David Dyke » Welcome!

Welcome!

Salve!
 
The 2024-2025 school year marks my sixth year at Windham High School, but I've been teaching language and humanities variously for the past decade or so: Latin at Oxford Hills and in Vermont; Latin and mythology as a graduate student at the University of Kansas; English as a foreign language in Mokpo, South Korea.
 
I'll just briefly explain here why I teach Latin and why I think it matters. 
 
Extensive language study is an important part of any comprehensive education, but the longer I teach the more I dislike the typical reasons given for this. Increasing your vocabulary, improving your chances on the SAT; cultural competency and critical thinking and all the other boilerplate... Latin used to be studied because it was the international language of scholarship and science, because it was the language of the church, but over time it became an important way to signal belonging in an elite club. This seems to be the way education, or "education", evolves over time. There's this initial value to a domain of knowledge, but as time passes it takes on a secondary significance in the competitive game of degrees and credentials and Pedigree. Latin has long-since lost that game to STEM, for which I am eternally grateful.
 
So then why take a dead language like Latin? The reason is precisely because the Romans are all dead. There's not one of them left. And they had all these strange ideas about the world, and about what a human was, and how therefore society should be organized. Who had worth within society and so on. And all of this can seem quite peculiar or even at times cruel and irrational to us. And unlike with a modern language, where in our encounter with something entirely alien there's at least some degree of give-and-take, of negotiation, of accommodations made to our sensibilities, the Romans grant us nothing. Because there's no negotiating with a dead man.
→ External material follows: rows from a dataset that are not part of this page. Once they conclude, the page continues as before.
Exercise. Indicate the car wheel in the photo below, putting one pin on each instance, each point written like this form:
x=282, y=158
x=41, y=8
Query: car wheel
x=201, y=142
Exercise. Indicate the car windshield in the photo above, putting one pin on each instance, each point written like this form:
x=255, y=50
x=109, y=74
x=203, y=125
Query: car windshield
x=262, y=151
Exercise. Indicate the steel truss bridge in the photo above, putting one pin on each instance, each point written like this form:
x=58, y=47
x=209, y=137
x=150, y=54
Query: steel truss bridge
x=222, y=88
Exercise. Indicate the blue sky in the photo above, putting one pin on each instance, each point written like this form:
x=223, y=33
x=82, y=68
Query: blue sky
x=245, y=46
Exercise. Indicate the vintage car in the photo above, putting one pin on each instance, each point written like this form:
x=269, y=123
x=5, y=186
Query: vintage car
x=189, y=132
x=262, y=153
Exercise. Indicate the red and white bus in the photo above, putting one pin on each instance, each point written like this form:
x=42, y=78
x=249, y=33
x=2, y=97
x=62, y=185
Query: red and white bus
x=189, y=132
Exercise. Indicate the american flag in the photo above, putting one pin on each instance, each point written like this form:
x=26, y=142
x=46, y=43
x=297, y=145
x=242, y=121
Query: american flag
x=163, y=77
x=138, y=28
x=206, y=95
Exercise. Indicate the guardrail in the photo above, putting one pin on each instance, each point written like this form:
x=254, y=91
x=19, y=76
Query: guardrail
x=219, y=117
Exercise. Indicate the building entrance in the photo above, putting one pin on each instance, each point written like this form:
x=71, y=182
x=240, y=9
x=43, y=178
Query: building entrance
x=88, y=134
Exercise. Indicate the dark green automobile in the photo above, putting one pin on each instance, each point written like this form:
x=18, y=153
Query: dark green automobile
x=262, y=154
And this in turn creates tension. And dissonance. And in our modernized, consumer-oriented culture where the self is sovereign and the customer is right and where, moreover, we've become used to and fond of the situation where the world leaves all its rough edges and strangeness behind and meets us right where we stand on our own two flat swollen feet, this leads to a salutary and vital discomfort. 
 
And the idea is hopefully also humility and other-orientedness. And, ultimately, compassion for the stranger.